There isn't enough government money, and there isn't enough public support for governmental mandates that someone else foot the bill. Thus, in Maryland, the failure of growth-control measures to protect the Chesapeake watershed. Thus the rising support for property-rights legislation to require compensation for certain land-use regulations. Thus the new resistance to ever-rising taxes.

Major conservation goals are achievable, but they have a cost. That's why it's so important that conservationists, government and industry stop their Pavlovian yapping at each other and start finding where their diverse interests coincide. That's why, to take one recent hot-button issue, it's shortsighted for Chesapeake-area environmental groups to go bananas because Texaco wants to look for oil and gas here.
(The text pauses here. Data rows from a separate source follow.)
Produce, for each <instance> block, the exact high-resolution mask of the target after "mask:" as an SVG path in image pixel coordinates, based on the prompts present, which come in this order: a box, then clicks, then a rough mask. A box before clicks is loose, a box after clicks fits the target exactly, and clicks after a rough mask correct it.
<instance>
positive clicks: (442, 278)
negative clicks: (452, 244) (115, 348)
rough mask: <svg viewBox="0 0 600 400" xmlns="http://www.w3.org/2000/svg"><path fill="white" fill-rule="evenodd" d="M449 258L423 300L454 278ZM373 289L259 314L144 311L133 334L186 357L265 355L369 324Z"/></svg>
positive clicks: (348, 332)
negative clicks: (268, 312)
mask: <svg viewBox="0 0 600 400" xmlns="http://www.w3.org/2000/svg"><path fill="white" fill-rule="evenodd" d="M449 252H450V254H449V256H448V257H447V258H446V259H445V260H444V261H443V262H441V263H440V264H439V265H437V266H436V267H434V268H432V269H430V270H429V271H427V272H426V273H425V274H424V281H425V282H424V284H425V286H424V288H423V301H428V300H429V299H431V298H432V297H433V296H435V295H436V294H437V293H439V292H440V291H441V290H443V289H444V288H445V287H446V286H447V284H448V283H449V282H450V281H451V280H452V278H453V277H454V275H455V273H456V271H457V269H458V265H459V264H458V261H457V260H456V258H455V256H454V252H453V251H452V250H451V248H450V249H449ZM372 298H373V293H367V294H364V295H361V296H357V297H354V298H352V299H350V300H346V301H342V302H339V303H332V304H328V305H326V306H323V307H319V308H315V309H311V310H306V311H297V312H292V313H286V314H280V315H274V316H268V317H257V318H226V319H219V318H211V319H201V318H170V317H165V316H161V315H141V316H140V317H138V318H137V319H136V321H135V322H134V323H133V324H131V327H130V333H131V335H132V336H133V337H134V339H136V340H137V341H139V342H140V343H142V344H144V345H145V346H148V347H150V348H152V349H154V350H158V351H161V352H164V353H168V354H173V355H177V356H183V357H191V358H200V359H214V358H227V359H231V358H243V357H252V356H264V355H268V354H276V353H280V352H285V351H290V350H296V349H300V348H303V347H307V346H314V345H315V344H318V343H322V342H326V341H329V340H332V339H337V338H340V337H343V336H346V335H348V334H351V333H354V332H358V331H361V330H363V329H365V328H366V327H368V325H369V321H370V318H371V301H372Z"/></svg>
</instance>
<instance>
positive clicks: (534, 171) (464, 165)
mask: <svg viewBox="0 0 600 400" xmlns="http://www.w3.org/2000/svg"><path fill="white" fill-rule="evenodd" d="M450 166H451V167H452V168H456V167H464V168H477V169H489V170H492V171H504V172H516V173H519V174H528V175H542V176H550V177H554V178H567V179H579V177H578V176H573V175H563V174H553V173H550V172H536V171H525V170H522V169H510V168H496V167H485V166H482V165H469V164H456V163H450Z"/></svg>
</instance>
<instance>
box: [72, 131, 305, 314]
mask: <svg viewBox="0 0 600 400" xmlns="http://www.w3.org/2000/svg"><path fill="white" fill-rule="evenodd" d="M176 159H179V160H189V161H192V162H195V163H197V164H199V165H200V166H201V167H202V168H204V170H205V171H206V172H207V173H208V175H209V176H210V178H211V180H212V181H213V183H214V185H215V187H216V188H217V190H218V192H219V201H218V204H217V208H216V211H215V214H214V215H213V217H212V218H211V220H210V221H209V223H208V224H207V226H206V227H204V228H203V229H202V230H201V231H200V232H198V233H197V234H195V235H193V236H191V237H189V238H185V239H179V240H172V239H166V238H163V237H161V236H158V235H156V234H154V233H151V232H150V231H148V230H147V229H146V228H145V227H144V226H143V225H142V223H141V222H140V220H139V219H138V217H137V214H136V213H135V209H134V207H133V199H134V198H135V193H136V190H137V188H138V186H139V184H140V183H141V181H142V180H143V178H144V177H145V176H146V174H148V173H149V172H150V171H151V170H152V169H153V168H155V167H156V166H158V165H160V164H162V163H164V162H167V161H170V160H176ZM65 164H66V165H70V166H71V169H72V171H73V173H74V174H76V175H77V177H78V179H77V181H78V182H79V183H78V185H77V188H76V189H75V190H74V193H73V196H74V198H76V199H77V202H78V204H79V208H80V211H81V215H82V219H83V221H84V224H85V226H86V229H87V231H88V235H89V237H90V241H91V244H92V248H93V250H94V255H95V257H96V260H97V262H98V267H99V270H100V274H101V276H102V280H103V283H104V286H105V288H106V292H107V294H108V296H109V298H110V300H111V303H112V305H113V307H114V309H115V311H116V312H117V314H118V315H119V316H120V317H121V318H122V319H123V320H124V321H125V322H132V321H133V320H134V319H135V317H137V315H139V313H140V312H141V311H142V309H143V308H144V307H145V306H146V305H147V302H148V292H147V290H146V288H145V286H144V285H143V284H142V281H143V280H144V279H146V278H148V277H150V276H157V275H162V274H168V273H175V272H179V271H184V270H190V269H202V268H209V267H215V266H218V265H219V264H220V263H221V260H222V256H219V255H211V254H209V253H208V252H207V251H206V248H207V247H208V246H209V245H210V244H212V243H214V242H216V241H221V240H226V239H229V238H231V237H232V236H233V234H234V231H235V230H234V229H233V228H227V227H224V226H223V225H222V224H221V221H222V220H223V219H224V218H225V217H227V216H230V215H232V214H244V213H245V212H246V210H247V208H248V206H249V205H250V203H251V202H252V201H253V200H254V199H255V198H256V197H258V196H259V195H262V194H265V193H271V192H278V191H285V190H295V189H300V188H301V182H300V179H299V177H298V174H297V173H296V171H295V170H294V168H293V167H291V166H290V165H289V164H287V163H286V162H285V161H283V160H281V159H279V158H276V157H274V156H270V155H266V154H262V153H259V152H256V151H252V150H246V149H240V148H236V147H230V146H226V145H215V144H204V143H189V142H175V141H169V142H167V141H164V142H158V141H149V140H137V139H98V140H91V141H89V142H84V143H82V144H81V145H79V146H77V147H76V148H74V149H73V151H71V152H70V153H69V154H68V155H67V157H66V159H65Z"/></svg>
Overdevelopment is a far more serious threat to the bay than Texaco's wells. And how much better it would be for the future of the bay if Texaco's financial support for conservation could be locked in now -- if the company, say, were to agree to dedicate a portion of future revenues for the purchase of conservation easements on vast tracts of fragile bay frontage. Private money can do such things. Public money, at least right now, can't.

When it comes to conservation, big corporations may be slow to see the light, but they eventually realize it pays. Even hardnosed Philadelphia Electric now sees the many millions of dollars it has spent to help restore the American shad to the Susquehanna as an investment, not a shakedown. And without those dollars, the shad wouldn't have even a fighting chance.